Com preços competitivos em relação às marcas mais vendidas e, assim, mais em conta que as cervejas artesanais, as cervejas contemporâneas foram um sucesso imediato junto da população australiana. E não só. Algumas marcas começaram já a conquistar os mercados asiáticos e a influenciar os paladares noutros países. Será que a nova cultura cervejeira virá down under? 

Que culturas cervejeiras podem destronar as big four?

Marcas em alta
Great Northern, Carlton, XXXX, Iron Jack, Furphy, Frothy, Matilda Bay, Aussie Wheat Beer. 


Curiosidade

O segmento das “cervejas contemporâneas” criou novas oportunidades de turismo gastronómico para Victoria e da Tasmânia, regiões produtoras de lúpulo e cevada.

Canadá: inovação combate queda das vendas

Nos últimos anos, os canadianos têm bebido menos cerveja, mas uma maior variedade de estilos. Confuso? Nem por isso. Se o primeiro facto ocorreu naturalmente, fruto do aparecimento de uma nova geração de consumidores, o segundo deveu-se à inovação com que as cervejeiras recriam estilos clássicos com novos ingredientes.


Basta ver o corredor das cervejas no supermercado para perceber o crescimento das cervejas artesanais no Canadá. Novas marcas competem diretamente com os grandes players do mercado, todos a tentar fidelizar um consumidor que tem diferentes necessidades que o consumidor dos anos 1960, dos anos 1980 ou até dos anos 2000. 


A revolução da cerveja artesanal chega, sobretudo, a um público urbano, com preocupações de saúde. E às mulheres. Hoje, mais de 1 100 cervejeiros operam no Canadá e o número cresce todos os anos. Uma maior diversidade leva a mais inovação, como comprovam os 14 prémios que o país arrecadou nas edições de 2023 da World Cup Beer. 


No Canadá, há quem diga que a cerveja artesanal cresceu tanto que se tornou mainstream, que é como quem diz, de massas. O cenário, apraz dizer, tem semelhanças com a própria ascensão da cerveja artesanal nos Estados Unidos que, a partir dos anos 1980, trouxe consigo um fluxo de inovação e de redescoberta de estilos clássicos europeus, desenvolvidos, agora, com ingredientes locais. 


É que, tal como aconteceu há 40 anos nos Estados Unidos, também no Canadá a cerveja é cada vez mais sinónimo de cultura, de urbanismo, de descoberta de uma nova forma de convívio. A proximidade entre os dois países explicará muito deste movimento, mas a própria história do Canadá, país dividido entre a cerveja inglesa e o vinho francês e onde cresceram grandes marcas como a Molson ou a Labatt, contribuiu, certamente, para esta nova forma de viver a bebida. 

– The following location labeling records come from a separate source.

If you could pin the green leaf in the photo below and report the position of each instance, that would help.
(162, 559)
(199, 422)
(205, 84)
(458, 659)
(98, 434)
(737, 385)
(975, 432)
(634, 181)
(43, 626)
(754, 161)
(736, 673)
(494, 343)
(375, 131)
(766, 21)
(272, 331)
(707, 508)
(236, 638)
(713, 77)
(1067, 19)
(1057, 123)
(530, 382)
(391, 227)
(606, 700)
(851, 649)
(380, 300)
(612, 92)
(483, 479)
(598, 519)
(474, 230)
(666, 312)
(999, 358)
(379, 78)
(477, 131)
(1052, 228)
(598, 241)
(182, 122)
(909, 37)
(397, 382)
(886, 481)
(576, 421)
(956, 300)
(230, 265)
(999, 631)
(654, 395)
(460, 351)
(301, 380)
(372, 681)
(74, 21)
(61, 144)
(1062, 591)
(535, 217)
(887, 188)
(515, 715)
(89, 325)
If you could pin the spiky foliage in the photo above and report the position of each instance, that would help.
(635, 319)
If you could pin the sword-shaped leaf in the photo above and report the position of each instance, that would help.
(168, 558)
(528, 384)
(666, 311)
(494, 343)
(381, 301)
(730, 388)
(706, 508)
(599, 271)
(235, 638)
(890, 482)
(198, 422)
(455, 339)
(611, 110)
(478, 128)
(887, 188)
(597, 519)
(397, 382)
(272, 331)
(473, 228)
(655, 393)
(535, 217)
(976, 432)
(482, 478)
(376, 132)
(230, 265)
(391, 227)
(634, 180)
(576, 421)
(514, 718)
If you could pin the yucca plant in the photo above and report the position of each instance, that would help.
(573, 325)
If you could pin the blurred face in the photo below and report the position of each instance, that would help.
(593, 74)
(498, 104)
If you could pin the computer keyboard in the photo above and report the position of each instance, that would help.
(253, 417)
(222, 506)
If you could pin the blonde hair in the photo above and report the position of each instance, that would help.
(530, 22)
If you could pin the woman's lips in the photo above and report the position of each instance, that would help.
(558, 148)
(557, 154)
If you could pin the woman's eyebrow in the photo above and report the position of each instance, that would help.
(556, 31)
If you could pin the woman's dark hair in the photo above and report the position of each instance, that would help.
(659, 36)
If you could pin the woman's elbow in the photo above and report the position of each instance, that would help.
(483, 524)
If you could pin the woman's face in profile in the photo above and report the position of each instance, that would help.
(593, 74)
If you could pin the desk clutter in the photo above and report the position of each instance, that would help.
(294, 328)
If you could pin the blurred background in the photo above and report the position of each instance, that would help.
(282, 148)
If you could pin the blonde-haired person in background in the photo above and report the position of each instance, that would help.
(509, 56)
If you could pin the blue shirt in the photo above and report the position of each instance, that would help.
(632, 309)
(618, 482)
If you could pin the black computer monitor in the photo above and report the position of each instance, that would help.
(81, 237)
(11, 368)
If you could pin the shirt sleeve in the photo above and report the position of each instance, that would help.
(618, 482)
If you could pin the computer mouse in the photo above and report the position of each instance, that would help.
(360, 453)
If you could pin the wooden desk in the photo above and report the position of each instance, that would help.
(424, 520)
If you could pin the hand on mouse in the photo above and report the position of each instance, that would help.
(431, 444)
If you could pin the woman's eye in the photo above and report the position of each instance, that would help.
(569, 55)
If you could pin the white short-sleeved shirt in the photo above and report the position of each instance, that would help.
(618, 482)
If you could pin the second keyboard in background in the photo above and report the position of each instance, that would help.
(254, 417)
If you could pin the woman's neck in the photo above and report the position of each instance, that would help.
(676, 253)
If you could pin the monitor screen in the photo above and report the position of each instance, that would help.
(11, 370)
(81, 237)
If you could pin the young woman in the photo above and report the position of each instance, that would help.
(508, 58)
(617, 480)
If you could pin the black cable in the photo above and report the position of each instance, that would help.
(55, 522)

Que culturas cervejeiras podem destronar as big four?

Marcas em alta
Sooke, Red Racer, 33 Acres, Old Jalopy, Anne Bonny


Curiosidade

Em 2019, para impulsionar o consumo de cerveja nacional, foi criado o Canadian Beer Day. Nessa data, o país mergulha na cultura cervejeira: os restaurantes, cafés e bares reforçam o seu portfólio, as fábricas abrem as portas aos consumidores e as cidades celebram o convívio que só a indústria da cerveja consegue promover.